Commentators fear that landlord tenant disputes resulting from the new legislation will swamp an already overloaded legal system. Oatt sympathises with landlords who, he acknowledges, may now face costly delays. He says: “I think that’s a fair concern. I’ve literally just finished off a tribunal case that’s been dragging on since 2020. Tribunals are in an absolute mess.”

The application of a ‘pass or fail’ test on the presence of mould in privately rented properties, he says, contradicts the risk assessment basis of the housing health and safety rating system. More seriously, a much-needed exercise to update HHSRS has been delayed.

The intention of the new legislation is certainly to reduce injustices for tenants. But lawyers, he notes, are inventive and housing law is like an enormous piece of knitting – pull on one thread and you’re going to make hole somewhere else. Oatt says: “whenever you enact a policy and try to resolve an issue you create other issues – this is the nature of housing legislation because the housing market is so volatile.”

In particular, he fears the return of no fault eviction by the ‘back door’, through landlords’ invoking Section 6B of the Housing Act 1988, allowing them to seek vacant possession of property for which a local authority has served a notice requiring major works.

Lawyers and landlords

Tenants’ campaigners have generally welcomed additional protections offered by the new law.
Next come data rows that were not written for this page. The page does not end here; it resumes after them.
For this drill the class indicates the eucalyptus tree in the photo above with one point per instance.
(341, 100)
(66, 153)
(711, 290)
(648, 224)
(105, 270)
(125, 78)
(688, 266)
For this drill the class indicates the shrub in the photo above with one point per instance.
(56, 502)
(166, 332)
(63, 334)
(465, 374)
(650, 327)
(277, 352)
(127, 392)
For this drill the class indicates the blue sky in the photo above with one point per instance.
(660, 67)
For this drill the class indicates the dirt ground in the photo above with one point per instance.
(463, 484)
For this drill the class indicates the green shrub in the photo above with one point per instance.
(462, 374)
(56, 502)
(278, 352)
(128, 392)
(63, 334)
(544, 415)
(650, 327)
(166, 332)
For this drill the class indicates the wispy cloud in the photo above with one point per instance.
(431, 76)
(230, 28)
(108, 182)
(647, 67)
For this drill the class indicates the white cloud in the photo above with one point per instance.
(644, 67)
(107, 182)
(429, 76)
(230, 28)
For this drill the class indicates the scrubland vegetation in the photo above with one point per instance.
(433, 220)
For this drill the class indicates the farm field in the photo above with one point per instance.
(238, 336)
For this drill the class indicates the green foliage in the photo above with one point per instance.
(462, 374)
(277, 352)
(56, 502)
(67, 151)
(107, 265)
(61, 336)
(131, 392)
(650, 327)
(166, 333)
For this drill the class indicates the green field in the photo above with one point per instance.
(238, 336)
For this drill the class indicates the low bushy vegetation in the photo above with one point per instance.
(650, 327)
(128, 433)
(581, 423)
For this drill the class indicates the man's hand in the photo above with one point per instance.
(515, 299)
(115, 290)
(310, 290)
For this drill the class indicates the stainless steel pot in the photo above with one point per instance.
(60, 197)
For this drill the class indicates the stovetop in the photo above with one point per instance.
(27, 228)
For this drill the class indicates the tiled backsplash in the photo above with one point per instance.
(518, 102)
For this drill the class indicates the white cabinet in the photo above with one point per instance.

It evolved from the Conservatives’ Renters (Reform) Bill, introduced in 2023 and was considerably strengthened by amendments introduced by housing minister Matthew Pennycook.

The private rented sector has doubled in size since the early 2000s. It now houses almost five million households and is the second largest form of tenure after owner occupation. The sector is dominated by small landlords. According to government figures, 43% of landlords own one rental property, representing 20% of tenancies. Social housing stock has plummeted over the last few decades, while owner occupation, an obsession of both major parties, has never have been a suitable tenure for those who require mobility or whose income is uncertain.

We have ‘worst of both worlds’ housing, which has evolved through market forces. The “buy-to-let boom’ housing, which swelled the private rented sector from the late 1990s, is subject to economic cycles. The current situation places some of the neediest people in society in the hands of amateur landlords, to the detriment of both, and means that millions of families with children are living in housing whose physical condition is often poor and face the sword of Damocles of frequently being required to move.

The Law Society has welcomed the ban of no-fault evictions and an end to rental bidding wars. But it says: “The government must outline how it intends to equip courts with adequate resources to handle rising demand, while dealing with existing backlogs.”

It has also called for expanded grounds for landlords to repossess properties using Section 8 eviction notices, for penalties against rogue landlords to be strengthened and more funding for recruitment and training of council enforcement teams.

The National Residential Landlords Association, the UK's largest landlord association, supports the application of the Decent Homes Standard to the PRS, the extension of Awaab’s Law and measures to tackle discrimination.
But it has warned of the “potentially devastating” consequences of the Renters' Rights Bill on the supply of homes to let and rent levels.

Oatt notes that in the 1960s and ’70s, when Labour passed legislation to protect tenants’ rights, private landlords claimed, erroneously, that increasing security of tenure and controlling rents will lead to a meltdown of the PRS. He doubts that the sector’s size, 19% of UK housing stock, will, in reality, decrease but he concedes that the new law could lead to a churn in ownership, so small landlords are replaced by larger ones.

He observes that there are ‘tame’ and ‘wicked ’problems’. The tame ones (like fixing a broken car engine) have clear -parameter and known solutions, wicked problems (solving climate change) are complex and multifaceted, with no clear solution, involving multiple stakeholders with conflicting interests. Housing problems, he says, are wicked ones.